Asphalt Roofing Odors and Indoor Air Quality

Having someone put a new roof on your house doesn’t seem like it would be an exhausting experience, but here I am, physically and emotionally drained after a week of construction. You need some background to understand why I’m so wrecked, but I’ll keep it short because who really cares about my roof?

With my super-sensitive nose, I was reluctant to get an asphalt roof. After reading as much as I could find (not much) and talking with air quality experts, I was finally convinced that I wouldn’t be able to smell the roofing materials indoors. This was convenient because any changes to our roof would require special approval from the city’s historic preservation office, a fight for which I have no energy and Hart has no time. Also, another material would cost at least twice as much, which isn’t possible considering that we’re a year into starting a new business.

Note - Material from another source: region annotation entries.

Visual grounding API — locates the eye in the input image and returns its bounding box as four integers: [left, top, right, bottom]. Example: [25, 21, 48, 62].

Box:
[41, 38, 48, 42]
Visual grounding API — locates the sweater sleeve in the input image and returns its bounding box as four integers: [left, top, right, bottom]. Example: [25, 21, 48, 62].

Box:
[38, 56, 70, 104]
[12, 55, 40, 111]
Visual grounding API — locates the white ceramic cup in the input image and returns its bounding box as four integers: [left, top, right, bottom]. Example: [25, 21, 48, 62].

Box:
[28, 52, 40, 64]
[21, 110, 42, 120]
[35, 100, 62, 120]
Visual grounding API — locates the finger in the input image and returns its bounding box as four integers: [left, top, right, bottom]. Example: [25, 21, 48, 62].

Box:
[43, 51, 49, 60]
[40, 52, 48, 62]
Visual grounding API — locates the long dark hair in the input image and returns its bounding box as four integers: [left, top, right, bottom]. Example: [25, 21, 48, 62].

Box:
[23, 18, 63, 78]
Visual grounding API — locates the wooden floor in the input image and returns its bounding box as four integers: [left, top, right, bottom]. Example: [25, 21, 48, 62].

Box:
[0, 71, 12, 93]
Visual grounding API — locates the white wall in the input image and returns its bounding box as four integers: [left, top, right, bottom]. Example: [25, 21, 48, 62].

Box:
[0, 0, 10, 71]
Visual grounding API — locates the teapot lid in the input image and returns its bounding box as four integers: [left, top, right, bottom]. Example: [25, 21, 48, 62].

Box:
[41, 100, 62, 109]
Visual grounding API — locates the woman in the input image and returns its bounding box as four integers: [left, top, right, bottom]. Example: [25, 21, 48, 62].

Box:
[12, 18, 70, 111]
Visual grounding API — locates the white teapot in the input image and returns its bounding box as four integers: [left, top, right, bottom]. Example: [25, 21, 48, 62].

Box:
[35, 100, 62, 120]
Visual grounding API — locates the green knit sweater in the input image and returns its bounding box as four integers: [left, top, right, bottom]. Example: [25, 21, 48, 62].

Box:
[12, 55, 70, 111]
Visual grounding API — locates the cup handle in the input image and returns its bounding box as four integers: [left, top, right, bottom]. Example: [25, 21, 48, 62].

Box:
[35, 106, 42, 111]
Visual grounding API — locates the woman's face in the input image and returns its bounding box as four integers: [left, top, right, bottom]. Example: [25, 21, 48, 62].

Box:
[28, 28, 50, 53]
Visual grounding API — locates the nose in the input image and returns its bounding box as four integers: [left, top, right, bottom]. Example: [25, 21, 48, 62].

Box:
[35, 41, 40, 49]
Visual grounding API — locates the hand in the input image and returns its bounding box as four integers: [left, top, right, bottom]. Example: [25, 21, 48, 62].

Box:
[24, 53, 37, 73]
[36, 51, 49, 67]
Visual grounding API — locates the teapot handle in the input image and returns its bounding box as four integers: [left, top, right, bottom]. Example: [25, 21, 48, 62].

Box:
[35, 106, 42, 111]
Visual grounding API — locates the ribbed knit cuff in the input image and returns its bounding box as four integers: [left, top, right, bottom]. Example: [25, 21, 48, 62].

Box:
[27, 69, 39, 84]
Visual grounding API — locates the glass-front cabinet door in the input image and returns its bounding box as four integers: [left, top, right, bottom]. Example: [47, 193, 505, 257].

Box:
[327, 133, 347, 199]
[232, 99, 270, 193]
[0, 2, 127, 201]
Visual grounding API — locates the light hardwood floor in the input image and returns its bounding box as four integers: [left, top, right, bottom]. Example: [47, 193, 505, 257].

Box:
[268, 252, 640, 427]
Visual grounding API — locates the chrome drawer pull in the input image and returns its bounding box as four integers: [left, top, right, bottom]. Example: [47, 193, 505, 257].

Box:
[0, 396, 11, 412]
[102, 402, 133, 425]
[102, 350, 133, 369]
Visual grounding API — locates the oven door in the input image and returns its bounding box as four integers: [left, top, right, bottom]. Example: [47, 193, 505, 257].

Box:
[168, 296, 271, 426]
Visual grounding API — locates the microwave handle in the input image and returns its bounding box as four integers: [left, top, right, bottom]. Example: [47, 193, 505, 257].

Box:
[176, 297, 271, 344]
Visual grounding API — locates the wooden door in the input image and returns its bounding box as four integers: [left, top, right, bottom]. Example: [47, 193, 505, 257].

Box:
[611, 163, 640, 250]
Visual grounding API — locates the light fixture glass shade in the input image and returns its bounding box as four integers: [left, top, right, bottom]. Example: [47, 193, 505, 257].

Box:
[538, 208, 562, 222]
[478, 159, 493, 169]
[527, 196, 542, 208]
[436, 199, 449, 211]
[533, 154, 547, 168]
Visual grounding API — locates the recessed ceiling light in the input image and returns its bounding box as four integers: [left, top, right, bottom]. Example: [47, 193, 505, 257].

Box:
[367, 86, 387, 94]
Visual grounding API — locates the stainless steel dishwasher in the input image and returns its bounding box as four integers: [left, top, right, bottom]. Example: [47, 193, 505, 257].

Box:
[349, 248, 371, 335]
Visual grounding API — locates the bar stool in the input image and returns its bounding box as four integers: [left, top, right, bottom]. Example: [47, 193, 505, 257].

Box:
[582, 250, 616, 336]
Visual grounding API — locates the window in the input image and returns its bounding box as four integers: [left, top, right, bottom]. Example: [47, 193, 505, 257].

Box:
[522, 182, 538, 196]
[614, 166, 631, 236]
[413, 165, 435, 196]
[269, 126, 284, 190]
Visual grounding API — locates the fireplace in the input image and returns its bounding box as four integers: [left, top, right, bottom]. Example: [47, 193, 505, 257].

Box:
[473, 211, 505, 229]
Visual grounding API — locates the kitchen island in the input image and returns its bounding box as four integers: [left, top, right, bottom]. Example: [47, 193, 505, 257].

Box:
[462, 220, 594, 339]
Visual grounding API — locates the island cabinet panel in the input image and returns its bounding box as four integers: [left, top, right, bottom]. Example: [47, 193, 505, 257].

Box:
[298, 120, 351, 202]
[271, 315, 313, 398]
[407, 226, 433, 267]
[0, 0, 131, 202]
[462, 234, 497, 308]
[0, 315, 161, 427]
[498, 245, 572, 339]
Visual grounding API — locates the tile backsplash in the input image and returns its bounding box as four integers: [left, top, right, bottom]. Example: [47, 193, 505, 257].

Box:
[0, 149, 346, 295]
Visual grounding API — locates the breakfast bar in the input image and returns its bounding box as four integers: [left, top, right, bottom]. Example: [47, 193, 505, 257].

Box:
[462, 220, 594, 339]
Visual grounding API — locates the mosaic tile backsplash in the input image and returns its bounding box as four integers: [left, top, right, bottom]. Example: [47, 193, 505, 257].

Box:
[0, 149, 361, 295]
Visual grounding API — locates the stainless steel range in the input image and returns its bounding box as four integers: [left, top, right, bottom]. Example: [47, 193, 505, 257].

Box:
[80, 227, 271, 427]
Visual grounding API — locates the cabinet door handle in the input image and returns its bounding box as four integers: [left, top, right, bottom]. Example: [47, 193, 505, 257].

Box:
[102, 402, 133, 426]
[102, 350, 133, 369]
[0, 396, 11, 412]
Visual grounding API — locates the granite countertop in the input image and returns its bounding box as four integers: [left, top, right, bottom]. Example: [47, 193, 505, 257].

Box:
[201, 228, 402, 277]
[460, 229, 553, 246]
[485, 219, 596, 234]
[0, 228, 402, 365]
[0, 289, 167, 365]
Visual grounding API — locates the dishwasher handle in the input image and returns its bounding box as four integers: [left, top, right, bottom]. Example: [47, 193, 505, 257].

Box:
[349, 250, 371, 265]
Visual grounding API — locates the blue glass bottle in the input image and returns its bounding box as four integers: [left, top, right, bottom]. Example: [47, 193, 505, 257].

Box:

Demolition day produced an alarmingly strong odor in the house, which, of course, triggered a migraine attack. The odor — and the migraine — got worse each day. Although I kept the bedroom door shut and ran a medical facility-quality air filter in there, even the bedroom reeked. Not only were we woken up at 6:30 each morning by men tramping across and pounding on our roof, I was awake throughout the nights, convinced we’d just made an expensive decision that would worsen my migraine attacks.

Today, the roof is finished. It looks great, and, even better, doesn’t leak. Leaving the house open all night and a special $40(!) air conditioner filter diminished the odor greatly, though the smell is worsening as the day warms up. An hour ago, I believed I didn’t make a terrible decision that will exacerbate my migraine attacks. Now I’m not so sure. We’ll see how the house smells in a few hours. Let’s hope I have a good report that can reassure migraineurs and odor-sensitive people everywhere that asphalt roofs won’t worsen the condition.